Capra e calcoli : l’eterna lotta tra gli algoritmi e il caos (Marco Malvaldi, Dino Leporini)

(dal sito dell’editore)

Ebbene sì, di nuovo Malvaldi (1 di 2). Ma questa volta niente vecchietti (sono nel prossimo post): ci dedichiamo ad un saggio su algoritmi, modellazione della realtà e studio della stessa. E questa volta Malvaldi è in coppia con Dino Leporini (di cui non conosco nulla ma che – leggo – è insegnante e ricercatore di Fisica all’Università di Pisa). Immagino siano collaboratori in varie ricerche sui liquidi (argomento in cui entrambi sono esperti). E in questo libro ci vogliono parlare di come la realtà (spesso caotica)  viene descritta (più o meno bene) con modelli e algoritmi, a volte in modo discretamente corretto, a volte in modo disastroso. Per inciso, con questo libro hanno vinto, nel 2014, il “Premio Nazionale di Divulgazione Scientifica

Ma cosa è un algoritmo? Semplificando al massimo, potrei dirvi che è un insieme finito di istruzioni per portare a termine un compito. Per esempio le indicazioni per raggiungere un certo posto, o la ricetta per preparare un determinato piatto. Ma ricordandoci che – se date in pasto ad un computer – queste istruzioni devono essere estremamente dettagliate e non devono dare niente per scontato.

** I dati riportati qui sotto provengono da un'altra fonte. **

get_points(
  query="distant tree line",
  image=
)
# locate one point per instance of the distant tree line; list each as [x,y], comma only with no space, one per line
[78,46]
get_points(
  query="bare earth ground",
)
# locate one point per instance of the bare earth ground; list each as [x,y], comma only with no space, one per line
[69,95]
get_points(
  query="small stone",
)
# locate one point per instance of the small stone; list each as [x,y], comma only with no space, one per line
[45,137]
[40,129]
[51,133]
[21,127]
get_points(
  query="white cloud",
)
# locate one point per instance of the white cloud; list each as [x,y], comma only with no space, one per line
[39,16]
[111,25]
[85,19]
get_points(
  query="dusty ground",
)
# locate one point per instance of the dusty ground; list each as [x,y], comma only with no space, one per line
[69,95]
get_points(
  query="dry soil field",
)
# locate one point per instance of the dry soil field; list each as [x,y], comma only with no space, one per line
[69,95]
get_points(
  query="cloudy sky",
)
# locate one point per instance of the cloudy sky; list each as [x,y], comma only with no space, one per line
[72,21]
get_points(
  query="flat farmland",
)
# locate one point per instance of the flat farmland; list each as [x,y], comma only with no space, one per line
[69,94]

Ecco quindi che gli autori descrivono come nascono gli algoritmi, come sia necessario creare modelli di realtà (una versione semplificata della situazione reale, per permettere uno studio approfondito di cosa accade), e di come a volte l’errata modellazione porti a tragici errori (ad esempio viene analizzato e spiegato il crollo azionario del 6 maggio 2010 a Wall Street noto come flash crash: tutto merito di computer estremamente veloci, ma istruiti in modo da non gestire quella particolare situazione). E si finisce con la realtà virtuale e con l’intelligenza artificiale, chiedendo (provocatoriamente) se un computer è in grado di intuire e di essere cosciente.

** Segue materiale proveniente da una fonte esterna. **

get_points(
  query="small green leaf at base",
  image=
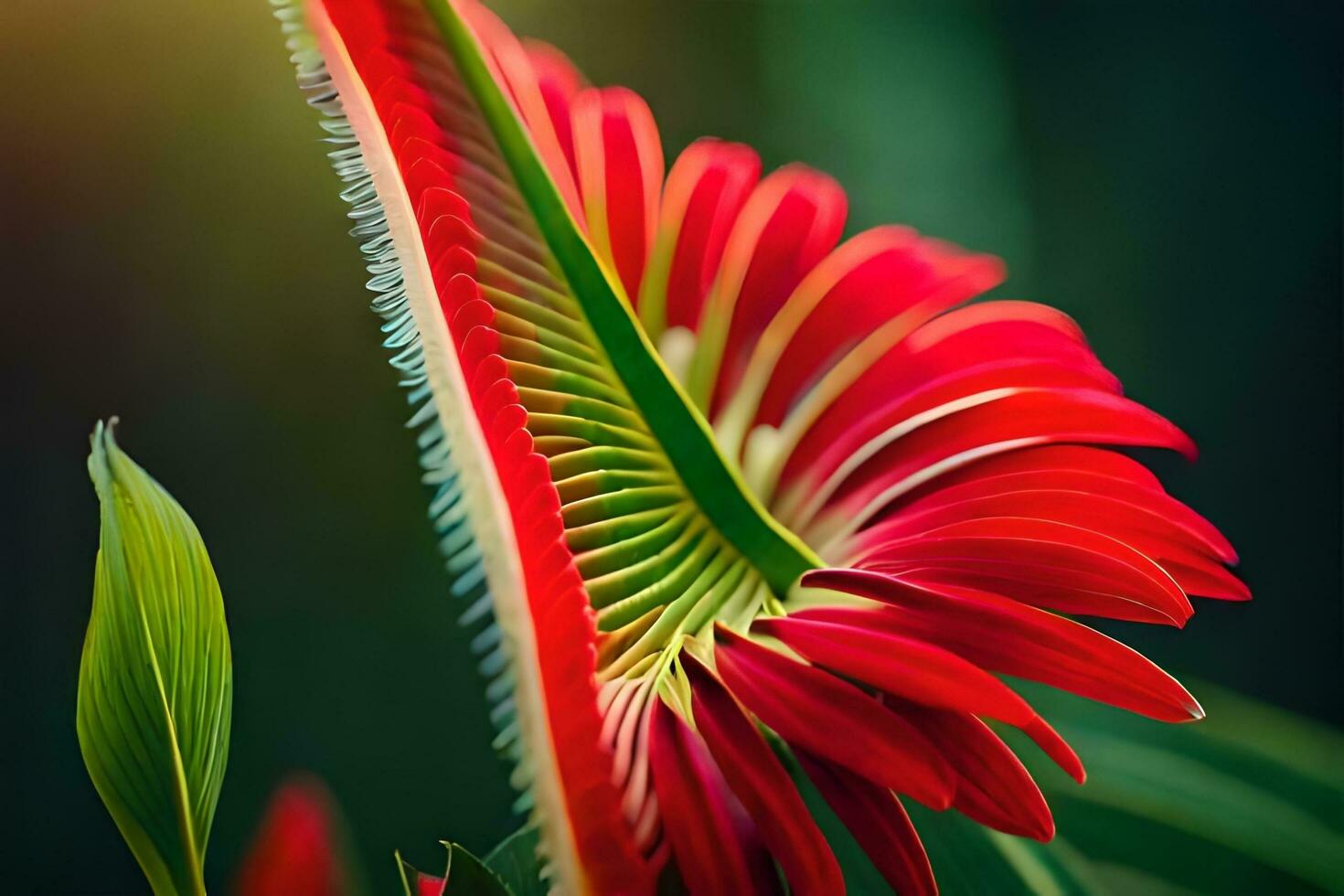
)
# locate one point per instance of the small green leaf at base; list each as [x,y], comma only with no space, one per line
[156,676]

Insomma, da informatico era da mesi che tenevo quel libro nella “lista dei desideri” di Amazon. Al di là delle implicazioni lavorative (capire meglio gli oggetti con cui lavoro) mi interessava avere una prospettiva particolare sulla programmazione, e sapevo che Malvaldi poteva darmela. Ed ho scoperto tante cose, alcune più legate alla matematica pura (come riuscire a calcolare l’area di un oggetto dalla forma strana usando solo un righello, un foglio, un punteruolo ed una scimmia), altre alle scienze informatiche, altre ancora a come queste scienze sono applicate nella vita di tutti i giorni (sapevate che i siti di vendita on line ricalcolano costantemente i prezzi di vendita basandosi sul prezzo dello stesso oggetto applicato dai concorrenti, così da cercare di ottenere sempre qualche vantaggio?).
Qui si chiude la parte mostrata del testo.